The landscape is not entirely bleak. There are encouraging examples like that of Detroit, which has only averaged 2.4 commercial property foreclosure filings per month since March 2020. Detroit’s success may be attributed to the health of its automotive market and its ripple effects. Northeast Ohio should look to this example in considering what advantages its own anchor institutions, such as the heath care sector, can provide in stabilizing the commercial real estate market. Cleveland has also engaged in a fair number of hopeful conversions from downtown office buildings to hotel and multifamily units. Last year the sale of 45 Erieview Plaza, a vacant office building in downtown Cleveland was purchased by a development company that plans to convert the office building into a mixed-used development with retail storefronts, 368 apartment units, a gym, and outdoor pool.

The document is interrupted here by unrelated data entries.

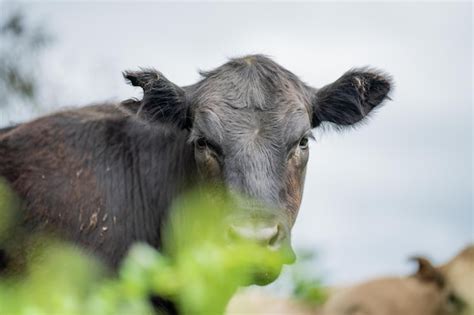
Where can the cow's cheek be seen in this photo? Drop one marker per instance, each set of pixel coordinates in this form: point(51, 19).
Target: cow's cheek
point(294, 184)
point(208, 167)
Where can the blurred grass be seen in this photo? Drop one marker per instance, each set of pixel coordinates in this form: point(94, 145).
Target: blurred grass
point(196, 270)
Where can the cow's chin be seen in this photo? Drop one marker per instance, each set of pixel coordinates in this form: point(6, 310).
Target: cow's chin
point(262, 276)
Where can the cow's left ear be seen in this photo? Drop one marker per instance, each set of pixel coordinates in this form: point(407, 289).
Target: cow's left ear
point(427, 272)
point(162, 100)
point(350, 98)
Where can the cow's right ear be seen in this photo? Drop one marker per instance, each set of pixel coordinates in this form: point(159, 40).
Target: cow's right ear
point(163, 101)
point(427, 272)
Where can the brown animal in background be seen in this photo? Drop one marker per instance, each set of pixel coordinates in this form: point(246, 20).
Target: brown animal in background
point(430, 291)
point(459, 273)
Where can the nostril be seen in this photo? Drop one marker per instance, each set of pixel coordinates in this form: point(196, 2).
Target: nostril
point(275, 239)
point(266, 236)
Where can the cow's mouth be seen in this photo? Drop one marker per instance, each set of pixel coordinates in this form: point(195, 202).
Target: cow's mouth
point(263, 275)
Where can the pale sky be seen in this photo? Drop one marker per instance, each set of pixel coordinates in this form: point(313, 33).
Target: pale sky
point(399, 185)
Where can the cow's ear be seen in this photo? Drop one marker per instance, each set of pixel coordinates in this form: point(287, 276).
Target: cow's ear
point(427, 272)
point(162, 100)
point(350, 98)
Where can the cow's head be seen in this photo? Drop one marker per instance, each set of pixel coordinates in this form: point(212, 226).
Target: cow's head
point(250, 122)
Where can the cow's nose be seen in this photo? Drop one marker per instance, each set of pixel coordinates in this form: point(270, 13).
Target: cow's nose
point(268, 236)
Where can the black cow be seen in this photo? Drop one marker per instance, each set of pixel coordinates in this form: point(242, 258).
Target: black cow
point(104, 176)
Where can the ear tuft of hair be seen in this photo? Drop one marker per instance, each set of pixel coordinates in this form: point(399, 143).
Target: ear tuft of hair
point(141, 78)
point(352, 97)
point(163, 101)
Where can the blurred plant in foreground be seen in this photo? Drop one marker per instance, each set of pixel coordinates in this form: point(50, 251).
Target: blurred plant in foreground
point(196, 270)
point(307, 288)
point(21, 42)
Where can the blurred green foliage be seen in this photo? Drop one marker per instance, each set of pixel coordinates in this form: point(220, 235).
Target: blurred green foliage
point(21, 42)
point(196, 269)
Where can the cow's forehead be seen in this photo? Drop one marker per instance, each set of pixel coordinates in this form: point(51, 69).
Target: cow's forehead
point(251, 82)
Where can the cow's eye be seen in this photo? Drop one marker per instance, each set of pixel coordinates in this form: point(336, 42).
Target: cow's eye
point(304, 143)
point(201, 143)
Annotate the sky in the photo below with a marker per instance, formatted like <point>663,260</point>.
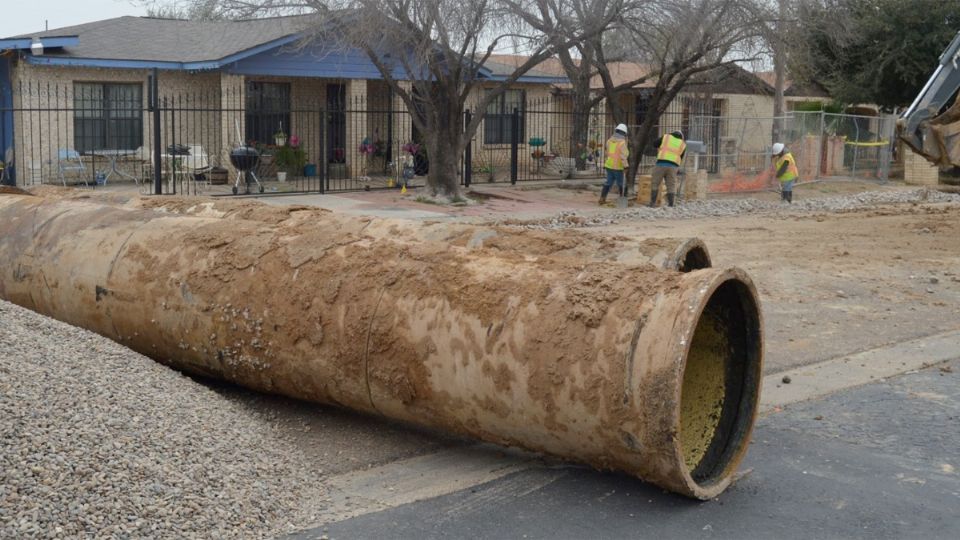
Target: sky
<point>25,16</point>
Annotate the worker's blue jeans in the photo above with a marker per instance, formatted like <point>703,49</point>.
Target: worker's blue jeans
<point>613,177</point>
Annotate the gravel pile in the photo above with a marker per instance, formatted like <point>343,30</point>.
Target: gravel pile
<point>736,207</point>
<point>99,441</point>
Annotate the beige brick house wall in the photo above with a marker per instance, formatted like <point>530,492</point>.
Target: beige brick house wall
<point>41,134</point>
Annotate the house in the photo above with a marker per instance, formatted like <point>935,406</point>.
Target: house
<point>729,109</point>
<point>83,91</point>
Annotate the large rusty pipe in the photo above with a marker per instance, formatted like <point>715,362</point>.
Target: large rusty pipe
<point>683,254</point>
<point>652,372</point>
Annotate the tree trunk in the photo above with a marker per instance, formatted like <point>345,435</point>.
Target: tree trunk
<point>580,129</point>
<point>779,70</point>
<point>443,151</point>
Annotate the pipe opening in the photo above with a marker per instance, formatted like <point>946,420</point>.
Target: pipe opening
<point>720,383</point>
<point>695,258</point>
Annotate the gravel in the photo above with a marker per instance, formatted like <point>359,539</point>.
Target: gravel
<point>736,207</point>
<point>99,441</point>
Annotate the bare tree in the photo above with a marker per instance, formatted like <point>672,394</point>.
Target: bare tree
<point>683,43</point>
<point>432,54</point>
<point>579,62</point>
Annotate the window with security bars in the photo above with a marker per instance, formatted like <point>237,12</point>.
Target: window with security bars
<point>497,120</point>
<point>267,111</point>
<point>107,116</point>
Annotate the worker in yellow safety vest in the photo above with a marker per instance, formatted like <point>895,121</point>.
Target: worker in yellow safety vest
<point>616,152</point>
<point>669,158</point>
<point>786,170</point>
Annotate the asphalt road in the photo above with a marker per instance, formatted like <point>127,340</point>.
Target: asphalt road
<point>874,462</point>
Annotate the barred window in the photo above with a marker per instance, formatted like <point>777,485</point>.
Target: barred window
<point>497,120</point>
<point>268,111</point>
<point>107,116</point>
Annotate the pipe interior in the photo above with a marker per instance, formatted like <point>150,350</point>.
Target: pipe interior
<point>694,259</point>
<point>720,382</point>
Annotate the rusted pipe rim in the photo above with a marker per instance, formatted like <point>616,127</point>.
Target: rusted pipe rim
<point>720,381</point>
<point>690,255</point>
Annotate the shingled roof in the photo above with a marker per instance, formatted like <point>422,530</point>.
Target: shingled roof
<point>171,40</point>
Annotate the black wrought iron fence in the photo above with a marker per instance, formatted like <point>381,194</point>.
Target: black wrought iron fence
<point>324,140</point>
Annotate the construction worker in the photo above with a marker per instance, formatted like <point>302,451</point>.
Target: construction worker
<point>786,170</point>
<point>616,161</point>
<point>669,158</point>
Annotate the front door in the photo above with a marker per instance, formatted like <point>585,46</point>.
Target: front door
<point>336,123</point>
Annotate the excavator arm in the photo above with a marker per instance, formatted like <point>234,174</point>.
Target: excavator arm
<point>931,126</point>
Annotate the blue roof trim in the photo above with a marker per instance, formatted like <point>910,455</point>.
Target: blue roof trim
<point>95,62</point>
<point>532,79</point>
<point>48,42</point>
<point>150,64</point>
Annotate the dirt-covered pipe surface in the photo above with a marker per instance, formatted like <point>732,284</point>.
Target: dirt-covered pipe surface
<point>684,254</point>
<point>652,372</point>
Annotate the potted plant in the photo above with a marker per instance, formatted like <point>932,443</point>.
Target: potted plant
<point>280,138</point>
<point>290,158</point>
<point>338,163</point>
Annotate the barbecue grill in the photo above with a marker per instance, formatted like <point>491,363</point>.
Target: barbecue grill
<point>245,159</point>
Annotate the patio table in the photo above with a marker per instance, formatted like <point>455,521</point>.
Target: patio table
<point>113,156</point>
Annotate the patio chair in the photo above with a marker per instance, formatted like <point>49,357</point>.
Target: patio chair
<point>70,161</point>
<point>196,164</point>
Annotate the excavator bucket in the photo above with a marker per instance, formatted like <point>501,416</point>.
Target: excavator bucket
<point>940,140</point>
<point>931,125</point>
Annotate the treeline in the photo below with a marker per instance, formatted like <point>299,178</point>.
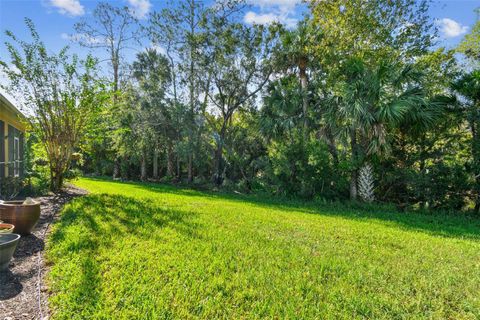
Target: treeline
<point>357,101</point>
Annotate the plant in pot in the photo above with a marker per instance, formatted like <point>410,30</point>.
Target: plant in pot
<point>23,214</point>
<point>6,227</point>
<point>8,244</point>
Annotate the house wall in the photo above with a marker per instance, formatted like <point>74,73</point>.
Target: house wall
<point>12,125</point>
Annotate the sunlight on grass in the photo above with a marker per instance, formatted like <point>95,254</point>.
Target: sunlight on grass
<point>153,252</point>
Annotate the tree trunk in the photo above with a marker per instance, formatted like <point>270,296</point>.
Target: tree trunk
<point>56,179</point>
<point>170,165</point>
<point>155,163</point>
<point>190,167</point>
<point>476,157</point>
<point>304,84</point>
<point>143,166</point>
<point>116,168</point>
<point>218,164</point>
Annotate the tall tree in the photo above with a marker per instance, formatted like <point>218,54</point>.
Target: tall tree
<point>59,91</point>
<point>152,73</point>
<point>238,59</point>
<point>112,30</point>
<point>180,30</point>
<point>372,100</point>
<point>468,86</point>
<point>470,45</point>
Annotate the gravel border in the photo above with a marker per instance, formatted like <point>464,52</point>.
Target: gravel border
<point>23,294</point>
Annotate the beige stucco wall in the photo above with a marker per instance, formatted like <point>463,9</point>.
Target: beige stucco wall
<point>10,116</point>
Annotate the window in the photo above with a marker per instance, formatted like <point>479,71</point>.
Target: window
<point>16,157</point>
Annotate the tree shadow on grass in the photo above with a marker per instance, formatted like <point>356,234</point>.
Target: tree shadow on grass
<point>459,225</point>
<point>117,215</point>
<point>101,222</point>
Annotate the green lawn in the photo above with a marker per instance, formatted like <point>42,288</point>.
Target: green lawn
<point>145,251</point>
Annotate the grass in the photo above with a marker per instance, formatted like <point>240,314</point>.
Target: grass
<point>146,251</point>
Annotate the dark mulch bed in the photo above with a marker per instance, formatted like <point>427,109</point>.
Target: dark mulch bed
<point>21,295</point>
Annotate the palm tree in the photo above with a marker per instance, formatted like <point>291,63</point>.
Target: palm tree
<point>468,87</point>
<point>369,102</point>
<point>153,118</point>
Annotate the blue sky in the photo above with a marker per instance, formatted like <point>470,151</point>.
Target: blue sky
<point>55,18</point>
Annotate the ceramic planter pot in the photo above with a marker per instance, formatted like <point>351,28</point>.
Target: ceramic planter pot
<point>8,244</point>
<point>6,228</point>
<point>23,216</point>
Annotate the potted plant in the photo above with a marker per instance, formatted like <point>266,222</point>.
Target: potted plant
<point>23,215</point>
<point>6,228</point>
<point>8,244</point>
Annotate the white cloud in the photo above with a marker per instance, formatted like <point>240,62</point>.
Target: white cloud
<point>275,3</point>
<point>270,11</point>
<point>82,37</point>
<point>68,7</point>
<point>140,8</point>
<point>451,28</point>
<point>254,18</point>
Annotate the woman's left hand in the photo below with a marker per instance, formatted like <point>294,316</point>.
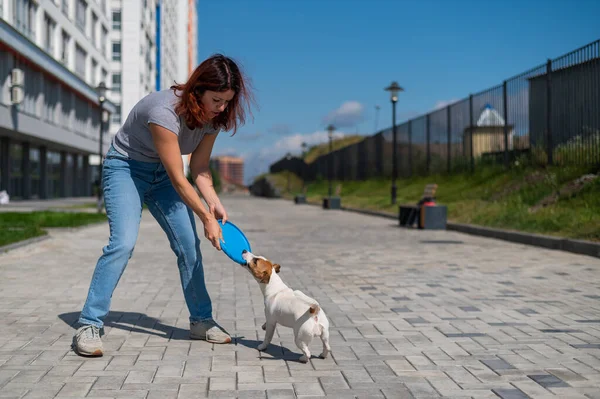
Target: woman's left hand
<point>218,211</point>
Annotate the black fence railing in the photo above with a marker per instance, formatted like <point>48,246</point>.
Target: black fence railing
<point>549,115</point>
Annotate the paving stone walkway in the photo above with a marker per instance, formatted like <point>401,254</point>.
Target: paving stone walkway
<point>414,314</point>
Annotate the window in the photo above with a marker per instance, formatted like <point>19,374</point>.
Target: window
<point>116,85</point>
<point>94,29</point>
<point>53,167</point>
<point>116,19</point>
<point>103,75</point>
<point>15,188</point>
<point>116,51</point>
<point>94,79</point>
<point>80,56</point>
<point>48,38</point>
<point>80,12</point>
<point>24,12</point>
<point>117,115</point>
<point>35,171</point>
<point>65,7</point>
<point>104,42</point>
<point>66,40</point>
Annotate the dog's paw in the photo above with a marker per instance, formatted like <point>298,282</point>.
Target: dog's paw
<point>303,359</point>
<point>262,347</point>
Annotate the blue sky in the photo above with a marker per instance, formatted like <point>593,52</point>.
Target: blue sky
<point>312,60</point>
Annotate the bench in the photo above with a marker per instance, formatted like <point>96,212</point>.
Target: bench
<point>333,202</point>
<point>426,213</point>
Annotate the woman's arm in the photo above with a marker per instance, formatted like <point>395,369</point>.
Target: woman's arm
<point>167,146</point>
<point>200,170</point>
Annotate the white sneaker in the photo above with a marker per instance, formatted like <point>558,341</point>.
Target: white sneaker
<point>87,342</point>
<point>210,331</point>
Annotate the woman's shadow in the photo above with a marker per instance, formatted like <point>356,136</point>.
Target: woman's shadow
<point>142,323</point>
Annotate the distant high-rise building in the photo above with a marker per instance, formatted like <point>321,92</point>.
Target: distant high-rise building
<point>133,46</point>
<point>53,54</point>
<point>230,168</point>
<point>176,50</point>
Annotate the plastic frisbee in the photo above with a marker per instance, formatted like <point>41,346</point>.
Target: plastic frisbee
<point>235,242</point>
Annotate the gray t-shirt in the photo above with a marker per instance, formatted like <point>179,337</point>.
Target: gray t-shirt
<point>134,139</point>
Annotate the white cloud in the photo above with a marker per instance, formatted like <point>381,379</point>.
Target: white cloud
<point>258,162</point>
<point>280,128</point>
<point>349,114</point>
<point>228,151</point>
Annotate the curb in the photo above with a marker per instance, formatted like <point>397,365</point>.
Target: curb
<point>580,247</point>
<point>23,243</point>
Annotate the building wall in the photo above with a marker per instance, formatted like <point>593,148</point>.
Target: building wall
<point>230,168</point>
<point>47,139</point>
<point>82,24</point>
<point>133,69</point>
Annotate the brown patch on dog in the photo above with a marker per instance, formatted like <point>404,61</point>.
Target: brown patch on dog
<point>261,269</point>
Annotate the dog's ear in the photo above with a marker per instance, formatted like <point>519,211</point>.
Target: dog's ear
<point>265,277</point>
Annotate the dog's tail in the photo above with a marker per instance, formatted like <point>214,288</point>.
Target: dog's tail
<point>314,309</point>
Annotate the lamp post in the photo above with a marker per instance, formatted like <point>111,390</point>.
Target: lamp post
<point>288,157</point>
<point>330,130</point>
<point>101,91</point>
<point>394,89</point>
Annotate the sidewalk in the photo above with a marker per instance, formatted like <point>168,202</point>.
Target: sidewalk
<point>414,314</point>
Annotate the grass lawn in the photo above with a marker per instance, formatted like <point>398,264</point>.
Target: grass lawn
<point>18,226</point>
<point>490,197</point>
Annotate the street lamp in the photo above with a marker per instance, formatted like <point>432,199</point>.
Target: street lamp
<point>101,91</point>
<point>288,157</point>
<point>394,89</point>
<point>330,130</point>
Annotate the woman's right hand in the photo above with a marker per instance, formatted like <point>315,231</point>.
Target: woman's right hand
<point>212,230</point>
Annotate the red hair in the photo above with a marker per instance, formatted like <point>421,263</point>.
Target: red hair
<point>217,73</point>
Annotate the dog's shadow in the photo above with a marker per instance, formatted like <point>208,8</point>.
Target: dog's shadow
<point>142,323</point>
<point>273,351</point>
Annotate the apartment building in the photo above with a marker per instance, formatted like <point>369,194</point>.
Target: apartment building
<point>230,168</point>
<point>153,46</point>
<point>53,54</point>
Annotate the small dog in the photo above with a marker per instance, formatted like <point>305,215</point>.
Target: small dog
<point>287,307</point>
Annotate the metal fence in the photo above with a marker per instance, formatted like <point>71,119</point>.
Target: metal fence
<point>548,115</point>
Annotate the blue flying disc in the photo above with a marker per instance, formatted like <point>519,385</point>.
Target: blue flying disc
<point>234,242</point>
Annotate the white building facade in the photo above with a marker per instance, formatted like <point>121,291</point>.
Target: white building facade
<point>53,53</point>
<point>132,55</point>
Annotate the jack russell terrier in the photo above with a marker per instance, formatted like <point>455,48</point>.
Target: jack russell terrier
<point>287,307</point>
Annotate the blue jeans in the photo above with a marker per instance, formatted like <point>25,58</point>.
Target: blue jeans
<point>127,184</point>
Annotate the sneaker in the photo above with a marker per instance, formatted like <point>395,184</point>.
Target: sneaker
<point>86,341</point>
<point>210,331</point>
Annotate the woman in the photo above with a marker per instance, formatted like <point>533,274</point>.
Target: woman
<point>144,165</point>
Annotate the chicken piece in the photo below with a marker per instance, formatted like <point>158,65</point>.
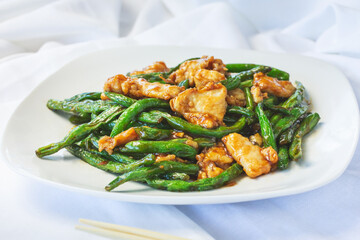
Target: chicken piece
<point>139,88</point>
<point>236,97</point>
<point>257,95</point>
<point>213,161</point>
<point>156,67</point>
<point>255,160</point>
<point>204,76</point>
<point>108,143</point>
<point>188,69</point>
<point>272,85</point>
<point>205,107</point>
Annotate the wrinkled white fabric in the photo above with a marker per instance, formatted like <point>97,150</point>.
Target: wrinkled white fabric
<point>38,37</point>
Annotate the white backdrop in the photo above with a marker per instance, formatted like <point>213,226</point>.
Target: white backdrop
<point>38,37</point>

The reality remains that a wave of office leases inked in 2012-2015 as the region’s economy improved, will begin to expire in the next couple of years. The immediate and near term presents challenges that will test the commercial real estate market’s response to rebound to the impact of COVID. Receiverships will continue to be an effective tool in offering creative avenues to assist in the turnaround of commercial real estate assets. Receiverships present unique opportunities to commercial real estate professionals who are sought after by receivers to provide broker opinions of value. Receivers may also rely on the partnership of commercial real estate professionals to provide in-depth market reports to establish market lease rates, tenant improvement allowances, escalations, and other concessions. Proper legal guidance and direct communication with the receiver is crucial in the administration of the received assets. Receiverships play an important role as the commercial real estate pendulum swings towards equilibrium—what remains to be seen is how far we have come and how far we have remaining.